Normal living had become fighting just to get and maintain a job, or paying the bills and managing wartime injuries like PTSD in a world that saw you as replaceable via Craigslist. People coming back seem to be treated as a different class, both because of their choice to fight abroad that other civies didn’t make, and how that experience had altered them. It was a rut the way it was described by many veterans, that lacked any who understood what it was like to have a band of brothers at your back and to feel like something you were a part of something. And that in turn made them feel valuable as human beings.

"Its debatable where the human urge to fall into the greater currents of history and immortality come from."

Re-Discovering Purpose

This leads up to the conflict with ISIS, where the crimes they were committing were something out of the Dark Ages and nakedly brutal.
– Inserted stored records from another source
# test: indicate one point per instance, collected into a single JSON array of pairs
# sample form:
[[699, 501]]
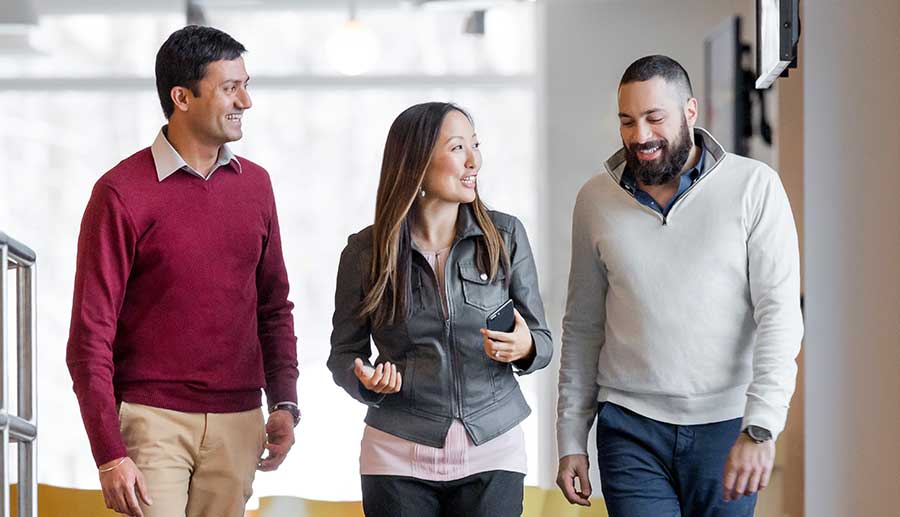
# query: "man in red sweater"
[[180, 313]]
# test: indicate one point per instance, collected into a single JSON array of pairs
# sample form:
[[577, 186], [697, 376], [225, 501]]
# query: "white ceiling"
[[106, 6]]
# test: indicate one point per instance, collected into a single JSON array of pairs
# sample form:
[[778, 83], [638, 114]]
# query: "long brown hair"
[[407, 154]]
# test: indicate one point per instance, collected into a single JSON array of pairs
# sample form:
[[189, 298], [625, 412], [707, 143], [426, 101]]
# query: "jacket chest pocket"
[[479, 291]]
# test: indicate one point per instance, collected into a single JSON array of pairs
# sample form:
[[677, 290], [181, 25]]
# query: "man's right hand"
[[122, 486], [571, 467]]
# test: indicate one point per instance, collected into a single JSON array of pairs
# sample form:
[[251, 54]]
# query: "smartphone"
[[503, 319]]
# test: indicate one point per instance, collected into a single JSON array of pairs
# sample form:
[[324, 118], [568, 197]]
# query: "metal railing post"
[[27, 328], [4, 382], [22, 427]]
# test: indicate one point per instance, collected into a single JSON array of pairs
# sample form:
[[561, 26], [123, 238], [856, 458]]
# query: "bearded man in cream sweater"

It wasn’t Hollywood. It wasn’t doctored, government propaganda and it wasn’t fake. There was no apology for it or rationalization like most modern conflicts. The idea that humanity had evolved passed such barbarism was again shattered and more importantly, was brought home by globalism and the internet. While most of us felt helpless to do anything, or would not do anything to stop it, it seemed like many current veterans from Western countries, and even some civilians, felt just as compelled to go out and do something about it as did their counterparts who did the same to join the ranks of ISIS.

World War Two has often been referred to as the last, good war because everything seemed clear cut and what they were struggling against. This conviction became even more powerful with the revelation of concentration camps and atrocities committed in the Pacific. It was not just an issue of nations squabbling over petty things with their armies, but a true fight against something genuinely evil.

Its debatable where the human urge to fall into the greater currents of history and immortality come from. Religious institutions would say that its inborn and placed in the soul by deities. Intellectuals may say that it is engraved culturally and that veterans who feel that this need has not been met by their own cultures and is a failing of the culture itself. And others may still say that such people are war mongers.

What cant be argued is that being a soldier and a warrior across the centuries has meant something very dear and dearly brought. Strong enough that even peace time for some doesn’t satiate it and that its worth letting go of the comforts of home and the backing of their governments. Maybe its something that Alexander the Great could answer.